Кот в луже крови? Нас это зрелище не повергает в скорбь: булгаковская пародия наверняка чревата мистификацией — как то и заведено среди комических жанров. Действительно, с возгласом «вызываю на дуэль!» кот сиганул на люстру и, «летая, как маятник, над головами пришедших, открыл по ним стрельбу». Этот «тарзаний» выпад против атакующих сопровождается всяческими манипуляциями с примусом: оживает кот, отпив из примуса бензина; побеждает кот, плеснув на дом из примуса бензином. Примус, функционировавший как обычная повторяющаяся комическая деталь, смешащая именно этой своей повторяемостью, мало-помалу превращается в символ. Дьявольское порождение быта уничтожает быт, идет войной на свою кровную среду, на мир, из (и от) которого оно произошло.
В данном случае пародийный прием используется добродушно, без злого умысла и критического пафоса, как нейтральный рычаг для поднятия самодовлеющих ценностей. Но наличие этого рычага объявлено в открытую, оно — составная часть договора между автором и читателем; узнавание является промежуточной художественной целью сочинителя, на основе которой будут достигнуты все остальные, главные его цели.
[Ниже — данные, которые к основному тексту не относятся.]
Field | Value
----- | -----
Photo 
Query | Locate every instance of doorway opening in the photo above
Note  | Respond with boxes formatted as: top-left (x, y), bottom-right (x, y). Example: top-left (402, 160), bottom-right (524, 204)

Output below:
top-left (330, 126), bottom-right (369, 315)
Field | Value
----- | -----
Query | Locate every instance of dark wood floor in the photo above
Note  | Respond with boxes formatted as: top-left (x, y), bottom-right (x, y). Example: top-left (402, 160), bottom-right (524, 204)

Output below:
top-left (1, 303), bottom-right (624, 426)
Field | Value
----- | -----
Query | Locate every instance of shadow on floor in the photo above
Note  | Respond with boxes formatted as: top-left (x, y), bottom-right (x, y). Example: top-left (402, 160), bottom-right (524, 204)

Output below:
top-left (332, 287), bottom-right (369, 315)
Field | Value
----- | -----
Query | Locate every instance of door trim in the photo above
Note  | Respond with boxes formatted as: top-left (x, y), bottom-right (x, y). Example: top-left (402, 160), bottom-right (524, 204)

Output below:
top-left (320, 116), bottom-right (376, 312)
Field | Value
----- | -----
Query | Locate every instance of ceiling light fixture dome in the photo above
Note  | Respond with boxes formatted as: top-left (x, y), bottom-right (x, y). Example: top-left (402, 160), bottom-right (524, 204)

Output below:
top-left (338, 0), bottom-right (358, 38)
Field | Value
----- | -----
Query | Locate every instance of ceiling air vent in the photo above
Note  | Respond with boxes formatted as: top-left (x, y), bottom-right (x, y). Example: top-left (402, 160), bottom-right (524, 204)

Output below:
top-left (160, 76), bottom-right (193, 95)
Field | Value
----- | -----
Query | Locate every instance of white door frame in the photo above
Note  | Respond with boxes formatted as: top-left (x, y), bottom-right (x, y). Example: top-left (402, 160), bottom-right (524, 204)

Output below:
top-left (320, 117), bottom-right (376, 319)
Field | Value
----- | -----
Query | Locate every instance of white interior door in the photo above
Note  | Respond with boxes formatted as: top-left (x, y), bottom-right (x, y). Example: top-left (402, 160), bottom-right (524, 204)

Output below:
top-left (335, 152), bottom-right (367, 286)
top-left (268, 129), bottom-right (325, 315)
Если сопоставительный инструментарий по какой-либо причине выпадет из читательского кругозора, если фон отключится, если рычаг отбросят, то не произойдет никакого узнавания — и, соответственно, никакой пародии.
Специфика булгаковской пародии именно такова: это пародия, из структуры которой улетучилось узнавание. Или, вернее, исчезло с наших глаз долой. С наших — но не с авторских. Для автора оно существует. Автору оно помогает. Ощущая потребность в критическом преодолении, Булгаков должен, чтобы сделать рывок вперед, оттолкнуться от набившего оскомину книжного факта, от окружающей литературной среды.
Смех — это отношение кого-то к кому-то. У Булгакова это еще отношение к отношению. Но в открытую, лицом к лицу, подобные отношения обычно не выясняются. В отличие от обнаженной ненависти или открытой любви, сатирические отношения — удел подтекста. И облик романа во многом зависит от данного, весьма немаловажного обстоятельства.
А на поверхности по-прежнему изобилие визуальных эффектов. И среди них заметное место отводится зеркалам, которые присутствуют даже в тех сценах, где стеклянные предметы подвергаются ежесекундной опасности. Да взять хоть тот же боевой эпизод: конец квартиры № 50. «На пол посыпались хрустальные осколки из люстры, треснуло звездами зеркало на камине». И еще: «Кот спружинился, мяукнул, перемахнул с зеркала на подоконник и скрылся за ним вместе со своим примусом».
Зеркало смотрит на описываемый мир. Чтобы его запомнить? Чтоб потом воспроизвести? Чтоб подчеркнуть самое главное? Может быть! И среди этого самого главного оказывается преходящая — и вечная — бытовая подробность: примус... Источник огня, сжигающего устаревший мир.